Il ruolo dell'idrossietilcellulosa (HEC) nei rivestimenti!

Idrossietilcellulosa (HEC)L'HEC è un solido fibroso o polveroso, bianco o giallo chiaro, inodore e non tossico, preparato mediante eterificazione di cellulosa alcalina e ossido di etilene (o cloridrina), appartenente al genere degli eteri di cellulosa solubili non ionici. Grazie alle sue buone proprietà addensanti, sospendenti, disperdenti, emulsionanti, leganti, filmogene, di protezione dall'umidità e di formazione di colloidi protettivi, l'HEC è ampiamente utilizzato nell'esplorazione petrolifera, nei rivestimenti, nell'edilizia, nella medicina e nell'industria alimentare, tessile, cartaria e dei polimeri, nonché in altri settori.

Cosa succede quando l'idrossietilcellulosa incontra la vernice a base d'acqua?

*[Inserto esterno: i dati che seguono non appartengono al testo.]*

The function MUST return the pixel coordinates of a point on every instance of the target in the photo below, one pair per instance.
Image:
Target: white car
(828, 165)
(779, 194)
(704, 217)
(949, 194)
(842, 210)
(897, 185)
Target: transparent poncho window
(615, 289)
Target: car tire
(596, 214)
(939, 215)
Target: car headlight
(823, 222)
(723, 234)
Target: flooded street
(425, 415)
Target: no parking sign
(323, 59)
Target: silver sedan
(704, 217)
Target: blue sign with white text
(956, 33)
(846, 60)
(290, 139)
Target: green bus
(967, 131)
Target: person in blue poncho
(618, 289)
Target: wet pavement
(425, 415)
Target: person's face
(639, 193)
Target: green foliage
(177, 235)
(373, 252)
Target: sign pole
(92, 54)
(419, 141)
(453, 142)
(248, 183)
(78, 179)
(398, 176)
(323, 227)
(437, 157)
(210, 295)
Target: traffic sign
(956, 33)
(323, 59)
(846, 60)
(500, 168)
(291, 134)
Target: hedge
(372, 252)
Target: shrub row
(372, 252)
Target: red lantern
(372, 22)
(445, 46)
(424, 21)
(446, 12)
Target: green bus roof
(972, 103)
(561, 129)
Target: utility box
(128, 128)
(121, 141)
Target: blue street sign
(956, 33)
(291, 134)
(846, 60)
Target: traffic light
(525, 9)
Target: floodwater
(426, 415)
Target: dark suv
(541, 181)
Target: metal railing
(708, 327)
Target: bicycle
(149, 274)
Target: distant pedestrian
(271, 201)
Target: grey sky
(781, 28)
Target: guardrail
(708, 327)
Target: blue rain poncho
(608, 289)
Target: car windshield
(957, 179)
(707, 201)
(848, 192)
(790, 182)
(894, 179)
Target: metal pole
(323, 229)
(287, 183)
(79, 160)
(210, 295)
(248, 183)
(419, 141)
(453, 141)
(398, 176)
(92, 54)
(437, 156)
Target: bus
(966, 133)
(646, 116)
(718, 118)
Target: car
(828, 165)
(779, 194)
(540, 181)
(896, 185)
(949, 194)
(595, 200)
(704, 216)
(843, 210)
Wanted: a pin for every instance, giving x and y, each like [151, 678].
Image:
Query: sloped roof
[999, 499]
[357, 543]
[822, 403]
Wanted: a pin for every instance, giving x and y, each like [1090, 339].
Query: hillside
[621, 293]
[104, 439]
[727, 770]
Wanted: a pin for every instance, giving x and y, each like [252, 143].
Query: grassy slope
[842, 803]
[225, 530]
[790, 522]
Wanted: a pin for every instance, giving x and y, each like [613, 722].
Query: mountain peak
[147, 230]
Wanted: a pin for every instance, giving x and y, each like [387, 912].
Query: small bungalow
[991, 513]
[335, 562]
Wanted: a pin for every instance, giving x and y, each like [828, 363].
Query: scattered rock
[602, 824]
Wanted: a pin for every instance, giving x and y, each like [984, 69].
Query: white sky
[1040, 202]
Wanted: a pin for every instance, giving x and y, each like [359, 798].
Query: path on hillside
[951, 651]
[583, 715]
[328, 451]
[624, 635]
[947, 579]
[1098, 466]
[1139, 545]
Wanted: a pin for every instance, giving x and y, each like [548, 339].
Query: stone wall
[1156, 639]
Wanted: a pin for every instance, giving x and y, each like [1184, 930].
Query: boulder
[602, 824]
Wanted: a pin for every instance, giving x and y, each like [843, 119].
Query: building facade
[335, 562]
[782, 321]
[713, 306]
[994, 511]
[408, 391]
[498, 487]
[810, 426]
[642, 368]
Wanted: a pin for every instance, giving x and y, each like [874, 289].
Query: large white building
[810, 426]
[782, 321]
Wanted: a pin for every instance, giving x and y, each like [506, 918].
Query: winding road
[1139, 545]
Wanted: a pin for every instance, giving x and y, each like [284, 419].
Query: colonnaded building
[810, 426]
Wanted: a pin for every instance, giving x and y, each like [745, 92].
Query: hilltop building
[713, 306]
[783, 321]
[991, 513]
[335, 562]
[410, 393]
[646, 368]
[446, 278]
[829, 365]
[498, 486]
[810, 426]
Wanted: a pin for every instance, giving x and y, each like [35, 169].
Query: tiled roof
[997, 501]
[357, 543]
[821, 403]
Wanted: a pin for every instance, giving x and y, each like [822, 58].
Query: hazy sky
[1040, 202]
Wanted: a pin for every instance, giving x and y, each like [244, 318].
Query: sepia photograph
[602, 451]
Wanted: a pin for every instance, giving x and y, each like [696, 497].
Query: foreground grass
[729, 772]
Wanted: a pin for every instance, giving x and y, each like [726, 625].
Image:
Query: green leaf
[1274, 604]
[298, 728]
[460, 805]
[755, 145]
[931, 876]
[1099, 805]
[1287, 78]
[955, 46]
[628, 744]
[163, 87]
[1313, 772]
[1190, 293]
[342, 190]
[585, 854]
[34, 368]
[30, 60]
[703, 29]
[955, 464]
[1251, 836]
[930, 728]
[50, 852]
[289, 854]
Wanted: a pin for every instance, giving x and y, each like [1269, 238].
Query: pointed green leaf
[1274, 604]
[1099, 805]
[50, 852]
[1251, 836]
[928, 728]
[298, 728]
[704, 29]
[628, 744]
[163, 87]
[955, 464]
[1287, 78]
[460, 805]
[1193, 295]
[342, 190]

In quanto tensioattivo non ionico, l'idrossietilcellulosa possiede, oltre alle proprietà di addensamento, sospensione, legame, flottazione, formazione di film, dispersione, ritenzione idrica e protezione colloidale, le seguenti:

L'HEC è solubile in acqua calda o fredda e non precipita ad alte temperature o in ebollizione, il che gli conferisce un'ampia gamma di caratteristiche di solubilità e viscosità, nonché la capacità di gelificare in modo non termico;

La sua capacità di ritenzione idrica è doppia rispetto a quella della metilcellulosa e presenta una migliore regolazione del flusso;

Rispetto alla metilcellulosa e all'idrossipropilmetilcellulosa, note per le loro proprietà di dispersione, l'HEC presenta la peggiore capacità di dispersione, ma la sua capacità colloidale protettiva è la più elevata;

È non ionico e può coesistere con un'ampia gamma di altri polimeri idrosolubili, tensioattivi e sali. È un eccellente addensante colloidale per soluzioni elettrolitiche ad alta concentrazione.

Come si usa l'idrossietilcellulosa?

Aggiungilo direttamente al momento della produzione: questo metodo è il più semplice e richiede meno tempo.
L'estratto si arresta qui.